No, the MRCGP AKT is a linear, fixed-form exam, not computer-adaptive. This is worth stating clearly because the AKT now uses Item Response Theory in its analysis, and people sometimes assume IRT means adaptive. It does not: the AKT is a fixed paper, and IRT is used to maintain its standard, not to adapt the questions to you.
What the AKT format actually is
From October 2025 the MRCGP AKT is 160 single-best-answer questions in 160 minutes, a fixed paper delivered at a test centre. There is one mark per correct answer and no negative marking. It is fixed-form, so everyone sitting a paper faces the same questions in the same order, unlike an adaptive test.
How the pass mark is really set
The AKT uses Angoff standard-setting, and since February 2025 uses Item Response Theory as its primary statistical analysis of item performance and standard maintenance. IRT places item difficulty and candidate ability on a common scale so results can be equated across papers, but the exam itself remains linear. Results are reported as scaled scores where zero is the pass mark. For more, see how medical exam pass marks are set.
What would be different if it were adaptive
If the AKT were adaptive, it would choose each question based on your running ability, and difficulty would rise as you did well, with every candidate seeing a different paper, as in the AMC CAT. We cover the distinction in how computer-adaptive testing works.

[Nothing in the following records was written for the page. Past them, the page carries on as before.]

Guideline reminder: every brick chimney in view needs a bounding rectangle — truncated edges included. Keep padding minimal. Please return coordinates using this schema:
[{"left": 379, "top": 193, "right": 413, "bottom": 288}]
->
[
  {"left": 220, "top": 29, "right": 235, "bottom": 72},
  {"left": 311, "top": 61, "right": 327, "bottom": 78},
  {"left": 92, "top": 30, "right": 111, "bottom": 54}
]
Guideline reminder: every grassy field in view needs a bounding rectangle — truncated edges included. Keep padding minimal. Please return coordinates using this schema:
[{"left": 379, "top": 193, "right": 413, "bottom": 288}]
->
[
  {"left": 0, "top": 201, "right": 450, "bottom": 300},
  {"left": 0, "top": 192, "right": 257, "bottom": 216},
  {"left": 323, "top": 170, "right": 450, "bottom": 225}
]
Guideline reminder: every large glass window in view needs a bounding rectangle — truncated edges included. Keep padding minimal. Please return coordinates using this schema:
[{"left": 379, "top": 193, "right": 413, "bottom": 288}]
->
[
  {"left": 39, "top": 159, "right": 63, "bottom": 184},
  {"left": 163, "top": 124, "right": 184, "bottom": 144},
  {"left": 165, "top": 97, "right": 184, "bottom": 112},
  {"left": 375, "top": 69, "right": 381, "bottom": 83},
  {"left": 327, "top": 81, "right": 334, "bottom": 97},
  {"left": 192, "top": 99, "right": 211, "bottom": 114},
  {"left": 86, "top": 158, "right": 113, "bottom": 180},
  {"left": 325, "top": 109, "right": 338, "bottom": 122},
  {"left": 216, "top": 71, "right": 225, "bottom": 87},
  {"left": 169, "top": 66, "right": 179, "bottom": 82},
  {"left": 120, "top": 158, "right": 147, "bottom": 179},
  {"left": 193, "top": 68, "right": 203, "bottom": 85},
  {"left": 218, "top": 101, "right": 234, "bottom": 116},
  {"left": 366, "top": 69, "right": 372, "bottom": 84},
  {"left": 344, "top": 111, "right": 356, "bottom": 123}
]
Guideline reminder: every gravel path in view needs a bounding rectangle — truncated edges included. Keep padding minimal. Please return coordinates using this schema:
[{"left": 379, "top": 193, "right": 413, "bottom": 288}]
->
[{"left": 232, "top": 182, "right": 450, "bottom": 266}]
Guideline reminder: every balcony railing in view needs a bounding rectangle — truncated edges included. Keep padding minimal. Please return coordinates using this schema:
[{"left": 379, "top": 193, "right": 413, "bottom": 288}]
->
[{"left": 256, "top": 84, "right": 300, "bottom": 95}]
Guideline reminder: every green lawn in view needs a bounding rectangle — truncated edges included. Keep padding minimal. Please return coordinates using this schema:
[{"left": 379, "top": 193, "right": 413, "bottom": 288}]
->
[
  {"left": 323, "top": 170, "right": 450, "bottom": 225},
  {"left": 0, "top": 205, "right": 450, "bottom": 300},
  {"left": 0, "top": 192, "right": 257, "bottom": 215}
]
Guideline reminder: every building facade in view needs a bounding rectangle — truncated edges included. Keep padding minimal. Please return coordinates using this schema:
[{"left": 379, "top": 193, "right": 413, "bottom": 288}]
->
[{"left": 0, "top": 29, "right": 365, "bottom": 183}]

IRT scoring and adaptive delivery are separable, and the AKT is IRT-scored but not adaptive.
How to prepare given the linear format
With a fixed paper, put adaptivity in your practice. Chase mastery of your weak domains rather than a raw percentage, and space your revision to retain them. iatroX uses the same family of models to target your weakest topics, with free sample questions at iatroX.
Frequently asked questions
Is the MRCGP AKT adaptive? No. It is a linear, fixed-form exam of 160 single-best-answer questions. It is IRT-scored, but that is not the same as adaptive delivery.
Does IRT make the AKT adaptive? No. IRT is a way of calibrating items and maintaining the standard across papers. It can be used in a fixed-form exam like the AKT without any adaptivity.
How many questions is the AKT now? 160 questions in 160 minutes since October 2025, down from 200 in 190, with one mark per item and no negative marking.